ECLI:NL:RBDHA:2023:20828
Rechtbank Den Haag
- Eerste aanleg - enkelvoudig
- Rechtspraak.nl
Beroep tegen niet tijdig nemen van besluit inzake machtiging tot voorlopig verblijf in het kader van nareis
In deze zaak heeft eiseres beroep ingesteld tegen het niet tijdig nemen van een besluit door de staatssecretaris van Justitie en Veiligheid op haar aanvraag om verlening van een machtiging tot voorlopig verblijf in het kader van nareis aan haar referent. De rechtbank heeft op basis van artikel 8:54, eerste lid, van de Algemene wet bestuursrecht (Awb) uitspraak gedaan zonder zitting. Eiseres heeft verzocht om vrijstelling van het griffierecht wegens betalingsonmacht, wat door de rechtbank voorlopig is toegewezen.

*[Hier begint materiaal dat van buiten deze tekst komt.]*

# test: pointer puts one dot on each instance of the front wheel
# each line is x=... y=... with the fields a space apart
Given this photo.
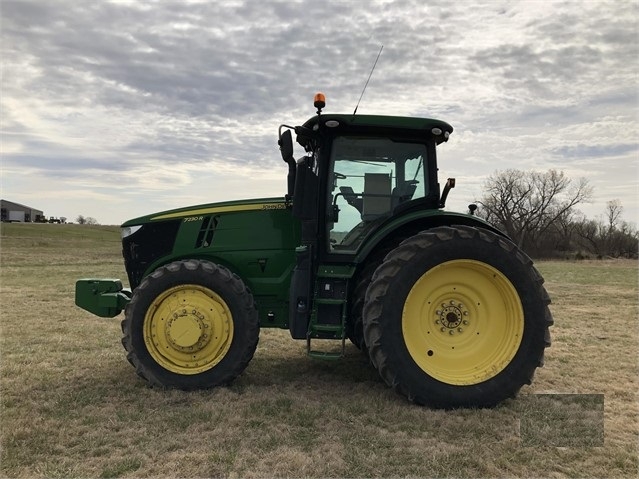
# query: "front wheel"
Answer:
x=457 y=317
x=190 y=324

De rechtbank oordeelt dat eiseres voldoende aannemelijk heeft gemaakt dat zij voldoet aan de voorwaarden voor vrijstelling.

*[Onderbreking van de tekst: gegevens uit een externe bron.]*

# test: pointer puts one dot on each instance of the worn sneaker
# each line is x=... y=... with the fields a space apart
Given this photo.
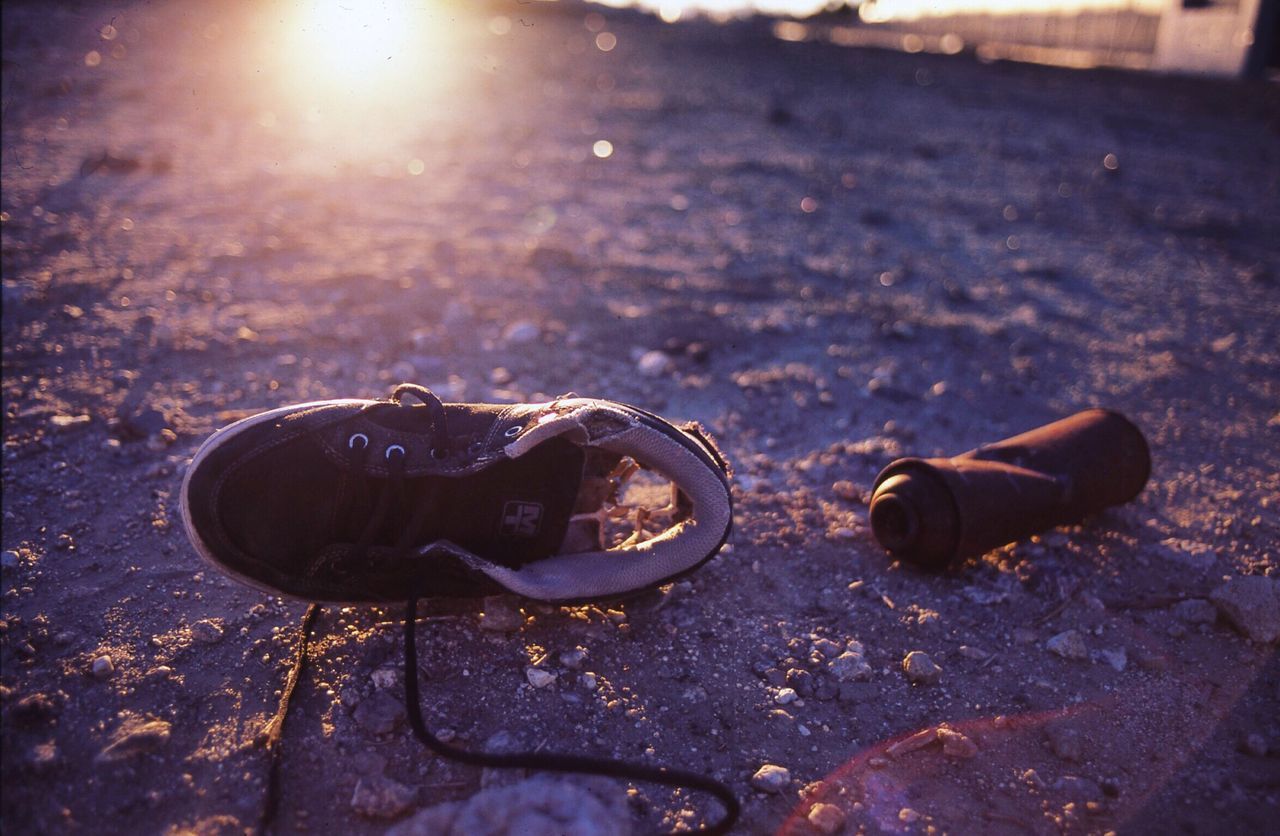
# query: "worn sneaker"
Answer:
x=382 y=501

De aanvraag van de referent is ingediend op 13 december 2022, en de staatssecretaris had op grond van de Vreemdelingenwet 2000 binnen 90 dagen moeten beslissen. De beslistermijn is echter verlengd, waardoor de staatssecretaris uiterlijk op 13 juni 2023 een besluit had moeten nemen. Eiseres heeft de staatssecretaris op 11 juli 2023 in gebreke gesteld en het beroep is op 13 september 2023 ingesteld, wat tijdig is. De rechtbank oordeelt dat het beroep kennelijk gegrond is.
De rechtbank legt de staatssecretaris een termijn van twintig weken op om alsnog een besluit bekend te maken. Tevens wordt er een dwangsom van € 100 per dag opgelegd voor elke dag dat deze termijn wordt overschreden, met een maximum van € 7.500. De rechtbank stelt vast dat de staatssecretaris € 1.442 aan bestuurlijke dwangsommen heeft verbeurd en veroordeelt de staatssecretaris tot betaling van de proceskosten van eiseres, vastgesteld op € 418,50. De uitspraak is gedaan door mr. S.E. van de Merbel, rechter, en openbaar gemaakt op www.rechtspraak.nl.